Они помолчали. Вокруг сверкало, звенело, пищало и чирикало. За спиной рыкали, разворачиваясь, автомобили, и Витька оглядывался, думая увидеть ту самую, которую приехали снимать.
– Не крутись, – Альехо глянул на часы, – ещё полчаса у нас.
– А…
– Я тебя раньше вытащил, посидеть, посмотреть.
– А-а…
– Когда же стал ты именно снимать? Не девочек…
– В Киеве в студию ходил. Недолго. Стали нам теорию рассказывать, и скучно стало. Я же из посёлка переехал, мне было интересно – по городу.
– С камерой ходил?
– Да. Но опять всё то же. Одноклассники. На спине у льва или в чугунных воротах рожи корчили. Ну или на дерево кто залезет.
– Зато тебя девочки любили, да?
– Угу. Фотик мой любили. Приглашали всегда на дни рождения, на всякие гулянки.
Витька хмыкнул.
– Им нравилось моделек изображать. Всё из шкафа повытянут, сто раз переоденутся, ах, Витенька, вот так меня сними и вот так. Получается, как мы сейчас в студии.
И замолчал, испугавшись: вдруг Альехо обидится на сравнение. Но тот улыбнулся. Усаживаясь поудобнее, поправил забранный резинкой хвост. И тогда Витька сказал хмуро, делясь обидой:
– А один раз меня позвали, это уже перед выпускным было. Собрались на Днепр, на маёвку. Подошёл сзади, к девчонкам, а они обо мне. Настя, была такая, через губу не плюнет, спросила эдак, мол, и этот на фига-то придёт? А ей ответили, ну он же с фотиком, всех пощёлкает. Я ушёл. «Зенит» отцовский на полку закинул, долго потом не доставал.

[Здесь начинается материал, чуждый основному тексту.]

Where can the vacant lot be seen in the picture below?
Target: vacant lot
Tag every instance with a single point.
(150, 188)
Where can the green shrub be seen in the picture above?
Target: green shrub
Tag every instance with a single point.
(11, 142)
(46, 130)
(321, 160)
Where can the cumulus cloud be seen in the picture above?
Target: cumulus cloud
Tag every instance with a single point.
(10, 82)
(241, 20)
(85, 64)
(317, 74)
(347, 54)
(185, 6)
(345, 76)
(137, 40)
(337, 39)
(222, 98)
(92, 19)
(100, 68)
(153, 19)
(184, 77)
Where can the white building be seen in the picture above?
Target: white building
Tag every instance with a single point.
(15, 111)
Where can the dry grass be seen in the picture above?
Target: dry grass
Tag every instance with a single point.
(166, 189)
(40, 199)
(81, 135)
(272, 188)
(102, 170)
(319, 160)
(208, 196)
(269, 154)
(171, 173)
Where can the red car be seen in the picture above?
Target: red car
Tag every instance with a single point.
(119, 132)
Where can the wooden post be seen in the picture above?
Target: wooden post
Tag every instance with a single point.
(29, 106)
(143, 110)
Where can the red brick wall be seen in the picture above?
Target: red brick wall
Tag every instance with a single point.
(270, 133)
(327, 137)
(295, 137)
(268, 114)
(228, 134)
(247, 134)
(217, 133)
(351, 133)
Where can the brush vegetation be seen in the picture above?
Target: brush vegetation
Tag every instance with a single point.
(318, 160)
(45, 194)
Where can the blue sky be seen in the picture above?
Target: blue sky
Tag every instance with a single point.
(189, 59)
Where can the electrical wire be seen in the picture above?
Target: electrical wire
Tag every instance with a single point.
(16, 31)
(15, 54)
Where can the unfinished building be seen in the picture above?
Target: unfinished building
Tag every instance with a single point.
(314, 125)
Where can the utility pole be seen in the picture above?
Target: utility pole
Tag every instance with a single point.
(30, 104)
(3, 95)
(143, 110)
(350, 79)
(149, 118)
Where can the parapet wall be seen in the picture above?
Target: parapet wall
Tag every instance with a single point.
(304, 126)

– Как ты сказал? Через губу не плюнет? – Альехо расхохотался, снимая очки. – Ну не обижайся, я так, хорошо рассказываешь.
– Ладно. То ж дело прошлое.
– А потом?
– Потом с мамой в Москву переехали. Втроём жили. С тёткой Аней. Мать всё ездила в Киев, у неё там мужчина остался. Стоматолог. Женатый. Я его… не любил, в общем.
– А она любила.
– Да. А я поступил и проучился три года, чтоб в армию не идти. В академию Горячкина. Сельхонавоз мы её называли. И тут стоматолог развёлся. Опаньки, приехал, устроили совет, и маму я отправил жизнь налаживать. Сам остался с тёть Аней. И бросил академию.
– А мать и не знала, да?
– Никто не знал. Год провалял дурака, потом скандал, потом на работу устроился. На почте посылки сортировал. А потом познакомился со Стёпкой. И он меня устроил к себе, в фотолабораторию при институте. Там и прижился. А тётка уехала к дочери, в Саратов.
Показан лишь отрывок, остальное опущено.